O revés é menor do que o registrado no ano anterior, devido às vendas de final de ano para seus consoles 3DS e WiiU. No mesmo período em 2012, a Nintendo teve um prejuízo de cerca de US$ 57 milhões.

A redução no prejuízo parece algo positivo, mas segundo informações do The Wall Street Journal, a Nintendo ainda terá que contabilizar cerca de US$ 3,5 bilhões em perdas, baque que só aparece nos meses após a temporada de Natal.

Com este quadro pouco animador, a empresa que criou personagens como Mario e Donkey Kong avalia novas estratégias para reaquecer as vendas de seus consoles, que foram atropeladas pelo sucesso do Playstation 4 e Xbox One, assim como a ascensão dos games em dispositivos móveis.

Além disso, em uma ação mais imediata, a Nintendo anunciou nesta quarta-feira, 29, um corte de 50% no salário de seu presidente, Satoru Iwata, além da compra de ações da empresa para aliviar a tensão com acionistas.

"Nós erramos completamente nossa previsão de resultados, e a responsabilidade gerencial é extremamente grande. Tivemos que assumir a responsabilidade", afirmou Iwata.

Por falar em estimativas, a Nintendo errou - e errou feio - em sua previsão de vendas. O esperado era vender cerca de 19 milhões de unidades do WiiU - que no Brasil é comercializado a R$ 1.899. No entanto, a empresa cortou esta previsão para um terço do número inicial.

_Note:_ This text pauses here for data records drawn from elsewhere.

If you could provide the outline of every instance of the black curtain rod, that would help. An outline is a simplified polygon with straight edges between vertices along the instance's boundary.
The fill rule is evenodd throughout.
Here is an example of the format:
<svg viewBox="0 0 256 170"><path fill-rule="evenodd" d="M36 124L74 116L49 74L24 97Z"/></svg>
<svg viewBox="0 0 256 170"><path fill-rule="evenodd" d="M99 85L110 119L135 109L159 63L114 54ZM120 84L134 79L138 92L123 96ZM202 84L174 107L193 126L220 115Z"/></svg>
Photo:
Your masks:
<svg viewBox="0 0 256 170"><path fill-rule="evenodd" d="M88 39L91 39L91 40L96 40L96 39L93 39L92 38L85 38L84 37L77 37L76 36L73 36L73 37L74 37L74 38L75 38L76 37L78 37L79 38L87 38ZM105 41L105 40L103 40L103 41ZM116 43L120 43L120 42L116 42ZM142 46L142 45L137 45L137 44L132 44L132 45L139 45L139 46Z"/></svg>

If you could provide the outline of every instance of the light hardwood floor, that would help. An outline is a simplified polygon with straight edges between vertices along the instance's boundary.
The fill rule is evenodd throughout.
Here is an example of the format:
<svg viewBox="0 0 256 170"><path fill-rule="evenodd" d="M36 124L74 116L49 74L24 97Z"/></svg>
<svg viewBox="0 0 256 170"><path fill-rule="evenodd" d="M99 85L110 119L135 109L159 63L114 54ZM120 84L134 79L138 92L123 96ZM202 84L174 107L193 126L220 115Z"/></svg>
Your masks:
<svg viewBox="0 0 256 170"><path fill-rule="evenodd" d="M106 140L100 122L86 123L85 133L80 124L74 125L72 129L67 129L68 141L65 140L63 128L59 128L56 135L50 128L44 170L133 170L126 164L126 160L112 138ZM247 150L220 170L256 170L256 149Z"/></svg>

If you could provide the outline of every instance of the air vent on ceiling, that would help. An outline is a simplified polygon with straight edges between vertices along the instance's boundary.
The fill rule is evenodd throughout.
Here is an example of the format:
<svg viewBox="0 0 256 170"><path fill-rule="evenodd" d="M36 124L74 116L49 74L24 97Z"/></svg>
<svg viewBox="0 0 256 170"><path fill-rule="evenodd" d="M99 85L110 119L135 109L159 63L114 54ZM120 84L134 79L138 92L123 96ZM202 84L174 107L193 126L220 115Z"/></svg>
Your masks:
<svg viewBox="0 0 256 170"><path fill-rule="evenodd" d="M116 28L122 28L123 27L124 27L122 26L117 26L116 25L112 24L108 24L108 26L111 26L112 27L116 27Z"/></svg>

Uma saída para a Nintendo seria seguir o caminho de outra desenvolvedora japonesa, a Sega. Rival número 1 da Nintendo nos anos 90, a criadora do Mega Drive e jogos como Sonic, a empresa fracassou no mercado de consoles no início dos anos 2000. Desde então, ela se tornou uma desenvolvedora de softwares, lançando jogos para diversas plataformas.

Segundo fontes de mercado, a criadora do Super NES não pensa em levar suas IPs diretamente para os consoles de rivais como Sony e Microsoft. No entanto, Iwata sinalizou que a companhia está avaliando formas de promover seus jogos em smartphones e tablets, seja por games promocionais ou demos de lançamentos para WiiU ou 3DS.

"Apenas comerciais de TV não convencerão os consumidores a comprar nossos produtos. Eles querem mais informação e diferentes coisas para notarem nossas novidades", observou o CEO.